The report in today’s paper states: “The Guardian understands that the report, led by Cowan, will be launched on Wednesday without any shadow cabinet minister attending the event.”

Cowan himself comments: “Renters have a right to know that their home will be safe and of good standard. Good landlords have a right to compete in a market where everyone follows the same rules. These recommendations will help make that happen efficiently and quickly.”
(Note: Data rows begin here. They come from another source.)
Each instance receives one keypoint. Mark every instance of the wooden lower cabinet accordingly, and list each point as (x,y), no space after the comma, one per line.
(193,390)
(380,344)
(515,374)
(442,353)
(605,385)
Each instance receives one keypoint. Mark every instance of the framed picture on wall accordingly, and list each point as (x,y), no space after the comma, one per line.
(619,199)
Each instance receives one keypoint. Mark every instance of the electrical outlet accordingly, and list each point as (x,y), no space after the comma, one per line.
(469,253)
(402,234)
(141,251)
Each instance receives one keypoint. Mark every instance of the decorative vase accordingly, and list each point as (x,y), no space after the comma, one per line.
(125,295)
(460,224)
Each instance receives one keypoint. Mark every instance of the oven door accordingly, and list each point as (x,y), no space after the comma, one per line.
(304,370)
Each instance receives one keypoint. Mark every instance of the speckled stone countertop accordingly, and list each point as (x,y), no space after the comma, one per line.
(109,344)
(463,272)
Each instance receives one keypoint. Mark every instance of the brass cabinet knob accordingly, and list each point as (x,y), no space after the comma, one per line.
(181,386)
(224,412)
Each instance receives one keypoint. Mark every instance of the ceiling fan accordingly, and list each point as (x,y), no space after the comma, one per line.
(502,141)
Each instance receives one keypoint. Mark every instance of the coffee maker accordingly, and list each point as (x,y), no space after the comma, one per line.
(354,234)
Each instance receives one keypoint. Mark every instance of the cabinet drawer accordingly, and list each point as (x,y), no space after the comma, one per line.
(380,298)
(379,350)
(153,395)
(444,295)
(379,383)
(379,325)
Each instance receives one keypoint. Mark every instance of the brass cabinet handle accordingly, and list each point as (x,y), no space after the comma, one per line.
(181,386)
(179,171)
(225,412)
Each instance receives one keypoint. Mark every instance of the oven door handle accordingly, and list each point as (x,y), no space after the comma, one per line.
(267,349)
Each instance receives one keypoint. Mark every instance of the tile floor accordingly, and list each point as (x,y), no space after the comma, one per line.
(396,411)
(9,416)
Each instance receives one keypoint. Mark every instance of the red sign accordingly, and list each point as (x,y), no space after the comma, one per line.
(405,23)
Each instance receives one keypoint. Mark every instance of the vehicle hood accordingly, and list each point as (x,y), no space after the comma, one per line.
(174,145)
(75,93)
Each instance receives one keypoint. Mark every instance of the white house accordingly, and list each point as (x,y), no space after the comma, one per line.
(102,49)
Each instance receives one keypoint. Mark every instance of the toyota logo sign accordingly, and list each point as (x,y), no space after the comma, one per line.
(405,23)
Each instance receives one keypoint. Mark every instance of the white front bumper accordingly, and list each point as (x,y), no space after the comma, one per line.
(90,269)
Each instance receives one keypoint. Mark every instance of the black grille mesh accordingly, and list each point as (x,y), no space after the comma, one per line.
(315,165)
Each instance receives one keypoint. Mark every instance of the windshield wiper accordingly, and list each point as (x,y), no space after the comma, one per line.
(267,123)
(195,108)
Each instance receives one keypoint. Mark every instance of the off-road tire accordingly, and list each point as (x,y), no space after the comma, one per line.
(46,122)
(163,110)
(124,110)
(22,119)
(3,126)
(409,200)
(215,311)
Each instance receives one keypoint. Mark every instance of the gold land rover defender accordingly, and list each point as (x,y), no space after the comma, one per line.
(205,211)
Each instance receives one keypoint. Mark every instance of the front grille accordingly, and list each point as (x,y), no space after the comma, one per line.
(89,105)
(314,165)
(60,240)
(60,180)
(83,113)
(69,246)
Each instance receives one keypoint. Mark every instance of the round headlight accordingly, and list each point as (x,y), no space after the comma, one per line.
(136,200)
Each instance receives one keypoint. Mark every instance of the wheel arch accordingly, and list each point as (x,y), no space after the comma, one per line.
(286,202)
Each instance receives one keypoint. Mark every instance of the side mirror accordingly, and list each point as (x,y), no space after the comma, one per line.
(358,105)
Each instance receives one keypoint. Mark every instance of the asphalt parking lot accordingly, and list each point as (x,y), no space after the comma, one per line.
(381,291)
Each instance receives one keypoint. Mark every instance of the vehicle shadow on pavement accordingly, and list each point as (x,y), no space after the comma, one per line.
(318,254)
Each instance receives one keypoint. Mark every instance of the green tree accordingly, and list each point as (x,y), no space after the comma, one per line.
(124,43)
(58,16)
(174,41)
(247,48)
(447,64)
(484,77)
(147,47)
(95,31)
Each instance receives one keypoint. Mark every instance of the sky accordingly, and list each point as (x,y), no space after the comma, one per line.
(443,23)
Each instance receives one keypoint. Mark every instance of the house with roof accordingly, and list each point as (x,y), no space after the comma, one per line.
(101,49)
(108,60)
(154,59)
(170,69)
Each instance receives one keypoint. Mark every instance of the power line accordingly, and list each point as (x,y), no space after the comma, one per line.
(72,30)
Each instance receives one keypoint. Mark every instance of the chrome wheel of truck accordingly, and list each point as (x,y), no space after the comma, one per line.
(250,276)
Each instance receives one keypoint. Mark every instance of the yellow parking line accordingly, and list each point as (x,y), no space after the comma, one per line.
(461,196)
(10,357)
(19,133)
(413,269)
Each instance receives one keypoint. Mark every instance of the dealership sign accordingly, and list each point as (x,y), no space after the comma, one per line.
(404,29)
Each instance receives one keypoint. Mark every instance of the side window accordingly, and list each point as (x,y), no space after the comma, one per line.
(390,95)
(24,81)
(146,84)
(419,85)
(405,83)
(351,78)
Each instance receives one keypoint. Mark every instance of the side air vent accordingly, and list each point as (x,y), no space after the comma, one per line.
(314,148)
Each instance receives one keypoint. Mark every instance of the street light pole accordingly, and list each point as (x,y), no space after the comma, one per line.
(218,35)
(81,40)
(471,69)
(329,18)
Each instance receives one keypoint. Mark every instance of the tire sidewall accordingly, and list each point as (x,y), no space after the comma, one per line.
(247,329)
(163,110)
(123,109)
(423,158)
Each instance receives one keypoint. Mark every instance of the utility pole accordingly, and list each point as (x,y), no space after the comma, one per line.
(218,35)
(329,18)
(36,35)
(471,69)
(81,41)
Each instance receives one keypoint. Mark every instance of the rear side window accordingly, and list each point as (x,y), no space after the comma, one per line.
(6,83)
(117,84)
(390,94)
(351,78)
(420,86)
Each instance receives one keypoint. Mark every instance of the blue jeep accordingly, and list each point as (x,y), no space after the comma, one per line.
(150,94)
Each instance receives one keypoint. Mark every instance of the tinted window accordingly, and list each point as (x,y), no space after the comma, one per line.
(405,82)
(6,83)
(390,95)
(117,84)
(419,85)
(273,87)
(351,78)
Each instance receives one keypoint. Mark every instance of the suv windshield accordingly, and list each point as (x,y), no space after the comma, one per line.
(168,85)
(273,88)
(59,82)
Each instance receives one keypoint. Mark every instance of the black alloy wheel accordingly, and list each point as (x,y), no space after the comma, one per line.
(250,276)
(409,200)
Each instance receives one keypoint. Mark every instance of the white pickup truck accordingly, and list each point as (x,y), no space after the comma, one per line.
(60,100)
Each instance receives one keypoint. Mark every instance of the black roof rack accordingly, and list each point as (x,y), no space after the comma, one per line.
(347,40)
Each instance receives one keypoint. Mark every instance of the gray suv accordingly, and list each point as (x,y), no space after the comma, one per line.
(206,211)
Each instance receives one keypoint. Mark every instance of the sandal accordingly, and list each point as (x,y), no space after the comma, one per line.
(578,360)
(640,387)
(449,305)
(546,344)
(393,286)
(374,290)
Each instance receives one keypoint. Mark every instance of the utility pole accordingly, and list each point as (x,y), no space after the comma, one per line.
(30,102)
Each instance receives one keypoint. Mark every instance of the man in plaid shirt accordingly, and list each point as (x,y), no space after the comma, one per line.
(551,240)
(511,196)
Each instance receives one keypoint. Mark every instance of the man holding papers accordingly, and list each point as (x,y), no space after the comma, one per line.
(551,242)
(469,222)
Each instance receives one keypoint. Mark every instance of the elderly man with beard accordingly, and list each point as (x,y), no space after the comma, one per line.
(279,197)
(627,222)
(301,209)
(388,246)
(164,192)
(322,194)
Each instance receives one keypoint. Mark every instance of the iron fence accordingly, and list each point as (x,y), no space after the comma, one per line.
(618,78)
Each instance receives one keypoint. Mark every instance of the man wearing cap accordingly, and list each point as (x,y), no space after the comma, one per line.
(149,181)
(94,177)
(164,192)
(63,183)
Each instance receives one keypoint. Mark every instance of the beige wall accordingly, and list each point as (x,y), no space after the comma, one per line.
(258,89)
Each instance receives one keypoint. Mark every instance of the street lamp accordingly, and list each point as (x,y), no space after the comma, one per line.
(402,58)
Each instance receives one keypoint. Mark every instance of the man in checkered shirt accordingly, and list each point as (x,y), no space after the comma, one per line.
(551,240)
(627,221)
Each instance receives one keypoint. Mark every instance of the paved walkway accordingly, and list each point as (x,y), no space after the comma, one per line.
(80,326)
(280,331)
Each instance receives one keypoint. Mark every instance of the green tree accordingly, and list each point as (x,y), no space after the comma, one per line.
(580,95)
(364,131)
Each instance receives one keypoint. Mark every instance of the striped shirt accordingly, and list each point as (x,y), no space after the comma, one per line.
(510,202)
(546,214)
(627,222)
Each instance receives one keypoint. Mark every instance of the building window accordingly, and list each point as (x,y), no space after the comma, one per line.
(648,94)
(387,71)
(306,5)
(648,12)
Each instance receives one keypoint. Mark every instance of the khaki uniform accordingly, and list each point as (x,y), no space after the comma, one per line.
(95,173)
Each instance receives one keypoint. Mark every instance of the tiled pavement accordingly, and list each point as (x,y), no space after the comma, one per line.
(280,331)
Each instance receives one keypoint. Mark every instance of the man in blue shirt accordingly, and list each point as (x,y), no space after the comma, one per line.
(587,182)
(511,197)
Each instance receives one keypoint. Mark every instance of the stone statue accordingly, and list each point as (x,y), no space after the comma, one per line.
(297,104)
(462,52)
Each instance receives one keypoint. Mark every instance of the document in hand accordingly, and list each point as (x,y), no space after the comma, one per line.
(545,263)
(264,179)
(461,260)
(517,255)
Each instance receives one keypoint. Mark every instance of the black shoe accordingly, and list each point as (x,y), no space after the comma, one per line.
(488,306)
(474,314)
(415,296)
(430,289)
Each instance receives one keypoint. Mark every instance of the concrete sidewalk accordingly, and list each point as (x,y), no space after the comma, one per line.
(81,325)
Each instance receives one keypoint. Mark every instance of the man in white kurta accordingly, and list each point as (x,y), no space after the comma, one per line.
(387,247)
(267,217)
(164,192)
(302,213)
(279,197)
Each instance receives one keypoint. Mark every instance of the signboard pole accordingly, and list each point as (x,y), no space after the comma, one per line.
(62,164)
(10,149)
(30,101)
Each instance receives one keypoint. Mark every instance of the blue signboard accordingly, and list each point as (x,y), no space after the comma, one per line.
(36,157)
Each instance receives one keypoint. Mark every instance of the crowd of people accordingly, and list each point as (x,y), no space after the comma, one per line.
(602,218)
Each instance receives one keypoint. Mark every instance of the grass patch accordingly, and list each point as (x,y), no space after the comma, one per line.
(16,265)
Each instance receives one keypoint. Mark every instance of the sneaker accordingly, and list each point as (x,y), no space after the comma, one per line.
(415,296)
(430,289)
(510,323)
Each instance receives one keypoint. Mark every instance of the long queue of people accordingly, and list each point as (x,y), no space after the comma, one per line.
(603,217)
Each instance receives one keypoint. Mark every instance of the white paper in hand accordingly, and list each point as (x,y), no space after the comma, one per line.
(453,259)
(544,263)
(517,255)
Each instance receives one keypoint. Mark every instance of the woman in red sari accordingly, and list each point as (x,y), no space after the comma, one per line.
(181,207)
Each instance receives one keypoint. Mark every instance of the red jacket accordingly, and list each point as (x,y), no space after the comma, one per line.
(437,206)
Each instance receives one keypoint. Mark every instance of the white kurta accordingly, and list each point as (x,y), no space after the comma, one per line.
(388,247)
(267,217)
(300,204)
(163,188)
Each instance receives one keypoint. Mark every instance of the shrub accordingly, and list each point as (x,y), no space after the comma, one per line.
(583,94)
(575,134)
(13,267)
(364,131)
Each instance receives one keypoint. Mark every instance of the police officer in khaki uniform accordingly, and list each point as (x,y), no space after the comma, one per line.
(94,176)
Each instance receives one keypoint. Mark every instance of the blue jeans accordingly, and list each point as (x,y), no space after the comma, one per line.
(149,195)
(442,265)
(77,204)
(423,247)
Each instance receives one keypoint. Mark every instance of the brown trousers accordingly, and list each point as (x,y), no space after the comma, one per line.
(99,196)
Other recommendations include:

  • An annually updated National Landlords Register would require landlords to show compliance with the decent homes standard or face fines and possible criminal charges.
  • Scrapping Section 21 eviction powers to give tenants more security in their homes.
  • Introducing measures to discourage landlords from entering the short-term and holiday let market by equalising the tax treatment for all types of private letting.
  • Policies to ensure medium-term affordable housing becomes the second-largest part of the housing sector, reducing reliance on the private rental market.


Activist groups calling for rent controls are expected to attend the launch of the report tomorrow. One notable figure, Tom Darling from the Renters’ Reform Coalition, says, “These seem like sensible proposals for reforming the private rented sector.”

He adds, “If Labour wins the general election, it’s crucial they implement reforms like these quickly. This will provide security of tenure for renters, who have been severely let down by the government amid the ongoing renting crisis.”

The report’s launch is seen as a key moment for those advocating for tenant rights and housing reform.